Figure 1: Tasks illustration and error trials definition. A. Gap task. Gap task starts by initiation of fixation at the screen center. After fixation spot offset, a gap period is followed while fixation continues. By the end of the gap period, a visual target appears, and gaze should be directed to it by making a saccade. B. ODR task. ODR task starts by initiation of fixation at the screen center. Meanwhile, a peripheral target appears for short period and disappears, followed by a delay period during which, fixation continues. By the end of the delay period, fixation spot offset indicates the go signal to make a saccade towards the remembered target location. C. Description of Error categories. Each trial consists of three potential error types, defined according to the time of trial abortion. The black dashed lines around the eye position indicate eye windowing for monitoring the marmosets’ eye position. D. Example saccades extracted in each error categories from the gap task. Dashed circles indicate the eye windowing size and location for potential target stimuli.

Figure 2

Figure 2: Changes in saccade reaction time (SRT) with disease progression. A. Cumulative probability distribution of SRT. In comparison to the control (before α-Syn injection), as the disease progressed with time, SRT got slower. B. Mean of the early 20% SRT. The earlier compartment of SRT is believed to be characteristic of decision processes, and it showed a prolongation as the disease progressed in time.
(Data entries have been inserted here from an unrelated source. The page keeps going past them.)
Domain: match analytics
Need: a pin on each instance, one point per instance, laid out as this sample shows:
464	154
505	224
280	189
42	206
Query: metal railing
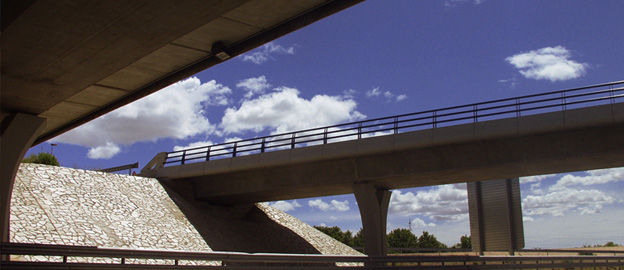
128	167
608	93
77	257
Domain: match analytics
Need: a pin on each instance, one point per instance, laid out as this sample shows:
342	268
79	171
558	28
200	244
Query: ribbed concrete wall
56	205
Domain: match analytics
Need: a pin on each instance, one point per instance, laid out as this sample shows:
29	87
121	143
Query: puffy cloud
334	205
559	202
283	111
389	96
549	63
173	112
535	178
441	203
193	145
104	152
263	54
593	177
418	223
286	206
254	86
454	3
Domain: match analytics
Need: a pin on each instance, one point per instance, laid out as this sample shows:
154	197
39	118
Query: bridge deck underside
573	140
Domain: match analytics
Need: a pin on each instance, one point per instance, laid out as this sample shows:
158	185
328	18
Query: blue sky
381	58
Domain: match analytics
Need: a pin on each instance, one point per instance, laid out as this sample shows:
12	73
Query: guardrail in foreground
76	257
471	113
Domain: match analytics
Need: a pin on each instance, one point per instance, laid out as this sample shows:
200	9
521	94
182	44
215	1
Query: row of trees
397	238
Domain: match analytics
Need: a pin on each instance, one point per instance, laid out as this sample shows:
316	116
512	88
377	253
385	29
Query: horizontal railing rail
608	93
80	257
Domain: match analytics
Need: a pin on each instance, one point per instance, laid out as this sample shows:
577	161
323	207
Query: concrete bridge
562	131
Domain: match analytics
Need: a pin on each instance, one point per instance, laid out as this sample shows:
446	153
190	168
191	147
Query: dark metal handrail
81	257
472	113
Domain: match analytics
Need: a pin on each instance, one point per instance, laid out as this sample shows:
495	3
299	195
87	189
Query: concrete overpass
65	63
562	131
585	133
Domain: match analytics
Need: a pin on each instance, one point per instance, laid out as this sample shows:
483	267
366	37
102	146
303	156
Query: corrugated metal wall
496	215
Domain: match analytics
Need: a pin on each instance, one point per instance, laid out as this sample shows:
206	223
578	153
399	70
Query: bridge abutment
18	134
373	203
496	215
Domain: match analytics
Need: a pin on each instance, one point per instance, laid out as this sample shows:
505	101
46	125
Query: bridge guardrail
81	257
608	93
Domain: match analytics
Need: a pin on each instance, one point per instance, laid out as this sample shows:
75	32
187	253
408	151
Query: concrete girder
19	131
373	203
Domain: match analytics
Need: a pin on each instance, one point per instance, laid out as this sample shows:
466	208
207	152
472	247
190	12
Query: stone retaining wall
56	205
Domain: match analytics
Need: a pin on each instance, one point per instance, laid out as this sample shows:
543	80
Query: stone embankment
56	205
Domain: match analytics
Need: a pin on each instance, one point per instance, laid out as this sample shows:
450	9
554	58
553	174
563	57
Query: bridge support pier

Wajd Amly joined the Neuroscience Ph.D. course at Kyoto University (2018). She studied the longitudinal changes in eye movement behavior in synucleinopathies, mainly Parkinson’s disease, using common marmosets as an animal model. She is now a researcher in ASHBi.


Amly, W. and Karaman, R. 2016. Overview on the recent drugs delivery approaches. Aperito Journal of Pharmacology and Drug Design, 2.
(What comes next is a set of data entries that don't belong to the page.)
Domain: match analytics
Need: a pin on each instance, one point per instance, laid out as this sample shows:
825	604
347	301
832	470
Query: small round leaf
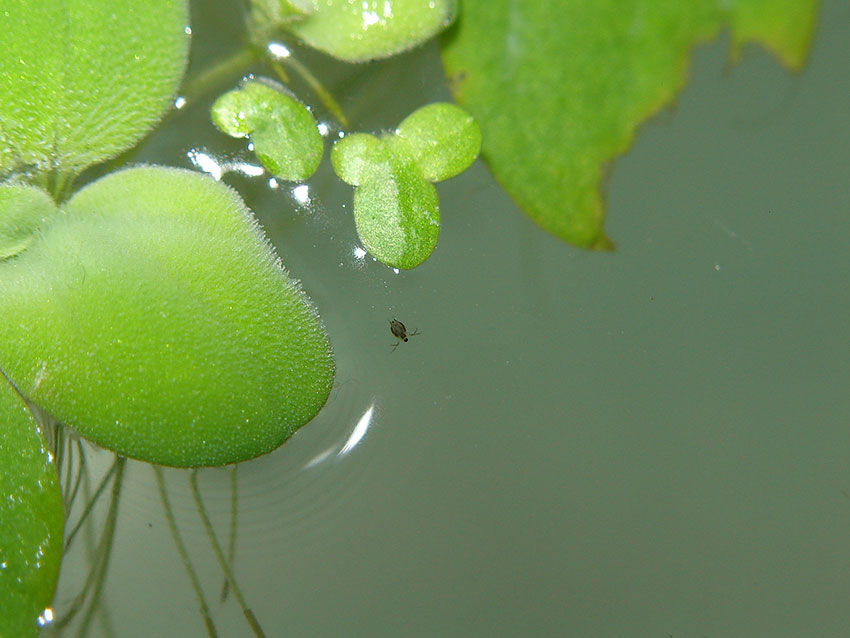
397	215
361	30
83	80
Amly, W. and Karaman, R. 2016. Recent updates in utilizing prodrugs in drug delivery (2013-2015). Expert Opinion Drug Delivery, 13, 571-91.

Amly, W. and Karaman, R. 2015. Lipid lowering medications, uses, side effects, pharmacokinetic properties, and approaches to improve bioavailability “Commonly Used Drugs - Uses, Side Effects, and Approaches to Improve Its Bioavailability. Nova science publishers.

Amly, W. and Karaman, R. 2014. Antibody directed enzyme prodrug therapy (ADEPT) “Prodrugs Design – A New Era”. Nova science publishers.

Karaman, R., Amly, W., Scrano, L., Mecca, G. and Bufo, S. A. 2013. Computationally designed prodrugs of statins based on Kirby’s enzyme model. J Mol Model, 19, 3969-82.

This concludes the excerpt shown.